A power triangle with Tennis and Zendaya in the middle. Luca Guadagnino’s Challengers highlights the young star’s charisma.
Challengers feels like it’s going to be about the actor in the center of its advertisements – Zendaya. The young actor has been building towards something substantial. The promise of her still unknown depths of talent. Given a role about a Superstar in the making whose career is cut short by an injury. What happens when an alpha athlete is left without the very thing that defined all of her life? Fertile ground for an actor whose talents far outweighed her prior roles.
This isn’t that movie.
The film as scripted and directed is essentially a modern update to Bull Durham set in the hard-charging world of men’s tennis. The film is more concerned with the two male tennis pros (played by Mike Feist and Josh O’Connor). Their relationship seems to be pulled from the much more complex relationship of Y Tu Mama Tambien’s male counterparts who lust after a woman beyond their league (more succulently their universe). Think of the highlight/mix tape version of those two films mashed together resulting in something less articulate and complex.
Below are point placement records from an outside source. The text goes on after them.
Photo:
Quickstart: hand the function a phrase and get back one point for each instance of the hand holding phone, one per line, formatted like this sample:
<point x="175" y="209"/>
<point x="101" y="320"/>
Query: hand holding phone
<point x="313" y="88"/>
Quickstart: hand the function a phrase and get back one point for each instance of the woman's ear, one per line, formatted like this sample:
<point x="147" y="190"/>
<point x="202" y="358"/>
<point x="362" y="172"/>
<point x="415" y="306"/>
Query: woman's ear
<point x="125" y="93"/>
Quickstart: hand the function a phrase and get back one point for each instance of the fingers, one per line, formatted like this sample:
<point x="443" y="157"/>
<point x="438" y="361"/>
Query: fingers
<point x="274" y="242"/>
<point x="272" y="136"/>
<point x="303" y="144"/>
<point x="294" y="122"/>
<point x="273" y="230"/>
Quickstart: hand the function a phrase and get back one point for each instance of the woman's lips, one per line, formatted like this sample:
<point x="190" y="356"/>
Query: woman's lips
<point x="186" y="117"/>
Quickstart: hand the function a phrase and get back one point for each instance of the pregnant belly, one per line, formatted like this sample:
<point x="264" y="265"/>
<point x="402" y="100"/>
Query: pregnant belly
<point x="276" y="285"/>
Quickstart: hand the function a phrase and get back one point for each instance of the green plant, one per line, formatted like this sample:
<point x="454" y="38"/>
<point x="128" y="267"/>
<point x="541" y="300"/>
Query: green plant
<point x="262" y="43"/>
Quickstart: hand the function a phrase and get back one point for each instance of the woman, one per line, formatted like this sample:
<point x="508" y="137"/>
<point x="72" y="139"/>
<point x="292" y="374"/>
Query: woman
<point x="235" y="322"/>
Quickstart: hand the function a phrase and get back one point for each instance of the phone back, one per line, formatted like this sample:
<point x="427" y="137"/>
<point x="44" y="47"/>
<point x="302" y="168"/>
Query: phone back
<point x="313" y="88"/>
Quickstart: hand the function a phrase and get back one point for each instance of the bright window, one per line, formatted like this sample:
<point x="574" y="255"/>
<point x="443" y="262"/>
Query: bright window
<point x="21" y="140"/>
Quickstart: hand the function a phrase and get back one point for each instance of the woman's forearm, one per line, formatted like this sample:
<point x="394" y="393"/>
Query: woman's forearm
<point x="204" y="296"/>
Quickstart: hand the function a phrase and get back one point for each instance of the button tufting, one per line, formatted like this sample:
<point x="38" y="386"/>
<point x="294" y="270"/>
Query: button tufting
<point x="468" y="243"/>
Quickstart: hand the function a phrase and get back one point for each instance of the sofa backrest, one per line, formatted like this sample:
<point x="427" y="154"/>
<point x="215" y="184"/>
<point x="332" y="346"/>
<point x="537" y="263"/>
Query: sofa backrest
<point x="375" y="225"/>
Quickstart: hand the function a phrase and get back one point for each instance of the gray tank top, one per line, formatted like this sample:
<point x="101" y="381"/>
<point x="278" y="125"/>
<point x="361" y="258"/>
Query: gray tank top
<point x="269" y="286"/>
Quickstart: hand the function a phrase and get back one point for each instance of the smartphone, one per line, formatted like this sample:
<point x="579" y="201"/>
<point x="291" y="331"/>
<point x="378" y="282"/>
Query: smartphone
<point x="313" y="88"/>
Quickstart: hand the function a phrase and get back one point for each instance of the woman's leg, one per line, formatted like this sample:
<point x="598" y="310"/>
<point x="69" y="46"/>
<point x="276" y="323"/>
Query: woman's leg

This is where all the issues of the film come up. There is nothing we haven’t seen and done better than it’s done here. Nothing is sexy. Nothing is complex. Nothing is challenging. Director Guadagnino does his best to elevate the material, sort of. There is something that feels amiss here. None of what could have made this a truly wicked tale of sex (not love, there is no love here) triangle of three selfish gorgeous people (are there any other kind of gorgeous person?) vying for power is present here. There’s a few laughs. A few naughty moments. A few arguments. One long tennis match. That’s it.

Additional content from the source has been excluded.